A top-level page (index.html) redirecting to the last month with a post (i.e. May 2017).

The resulting site archive can be viewed on a browser or hosted on a server somewhere. Most links that were valid (e.g. posts and comments) for https://thearchdruidreport.blogspot.com should remain valid for the static archive, once the domain change is accounted for.

Technical Details

The program uses the BeautifulSoup4 library to parse and edit HTML documents. It removes Blogger admin controls, social media sharing buttons, comment posting controls, etc. It (should) remove all of the original JavaScript, substituting just enough ad hoc JavaScript to operate the blog archive tree widget. (Rather than use AJAX calls for the widget, though, the static site uses a resources/posts.js file listing every post.)
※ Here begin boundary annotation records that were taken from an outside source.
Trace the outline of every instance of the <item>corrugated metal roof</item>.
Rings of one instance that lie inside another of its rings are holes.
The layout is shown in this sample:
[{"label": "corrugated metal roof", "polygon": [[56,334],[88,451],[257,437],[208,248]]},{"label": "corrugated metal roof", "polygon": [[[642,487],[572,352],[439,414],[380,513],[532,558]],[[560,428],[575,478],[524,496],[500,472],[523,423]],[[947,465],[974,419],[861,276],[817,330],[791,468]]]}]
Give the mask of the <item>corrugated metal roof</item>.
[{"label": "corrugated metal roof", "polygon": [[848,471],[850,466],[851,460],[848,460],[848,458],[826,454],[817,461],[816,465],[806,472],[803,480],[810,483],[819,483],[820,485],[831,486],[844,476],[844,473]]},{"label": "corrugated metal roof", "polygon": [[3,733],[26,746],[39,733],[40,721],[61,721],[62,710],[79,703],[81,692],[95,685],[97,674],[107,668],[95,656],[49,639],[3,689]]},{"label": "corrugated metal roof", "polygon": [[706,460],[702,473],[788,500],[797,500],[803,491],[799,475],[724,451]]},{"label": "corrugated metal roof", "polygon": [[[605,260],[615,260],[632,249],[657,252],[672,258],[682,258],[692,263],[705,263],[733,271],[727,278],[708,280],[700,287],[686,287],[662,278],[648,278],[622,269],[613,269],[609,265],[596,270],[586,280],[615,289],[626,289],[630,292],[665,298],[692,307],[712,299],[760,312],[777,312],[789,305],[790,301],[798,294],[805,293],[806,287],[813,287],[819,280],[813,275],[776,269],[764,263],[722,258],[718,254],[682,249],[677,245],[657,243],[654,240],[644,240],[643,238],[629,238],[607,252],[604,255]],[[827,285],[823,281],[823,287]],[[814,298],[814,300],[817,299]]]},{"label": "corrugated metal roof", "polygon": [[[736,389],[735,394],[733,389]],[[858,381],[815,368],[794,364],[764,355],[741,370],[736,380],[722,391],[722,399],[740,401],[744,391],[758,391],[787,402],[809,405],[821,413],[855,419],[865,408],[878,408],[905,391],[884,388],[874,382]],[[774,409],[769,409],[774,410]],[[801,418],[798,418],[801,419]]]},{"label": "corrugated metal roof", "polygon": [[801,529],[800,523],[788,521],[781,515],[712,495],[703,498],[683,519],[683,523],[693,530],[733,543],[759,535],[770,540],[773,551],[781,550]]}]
The program keeps a separate "web_cache" directory recording each HTTP request used during the archival process, which allows the program to be rerun without hammering Blogger's servers and allows it to be rerun when the site goes down.

This program currently archives only the desktop version of the site, and only the "Blogger Rounders 4"-themed pages (i.e. the pages with the light green background). It doesn't archive the mobile pages or the white-backgrounded comments pages (e.g. https://www.blogger.com/comment.g?blogID=27481991&postID=5178643773481630823). I might try to add some of these pages to "web_cache" before the site goes away.

Dependencies

This program uses Python 3 and a number of Python 3 packages. On Ubuntu:

sudo apt-get install python3-bs4 python3-lxml python3-requests python3-pil

Alternatively, use pip3 to install the packages:

pip3 install beautifulsoup4
pip3 install lxml
pip3 install requests
pip3 install pillow

The program also uses node.js to minify a script. I tested with node.js v6.11.0, the LTS release as of this writing. Ensure that node and npm are in your PATH, then run:

cd thearchdruidreport-archive
npm install

The archiver uses guetzli to compress images. Initially, it used version f3e83a7058 of https://github.com/google/guetzli (about 3 months newer than 1.0.1, which is the latest release as of this writing, 2017-06-11). Make sure guetzli is in your PATH.

I usually run the program on Linux, but I briefly tested it on Windows, too, using a native/non-Cygwin Python 3. The archiver is careful to use only portable filenames (e.g. short, lowercase, a limited subset of ASCII characters, no trailing/following periods).

Running the script

Unix (Linux, macOS, BashOnWindows, or Cygwin):

Satisfy dependencies above. (Make sure python3, node, npm, and guetzli are in your PATH. Install the PIP packages and NPM packages.)
Run ./generate_pages.py to generate just the ordinary site.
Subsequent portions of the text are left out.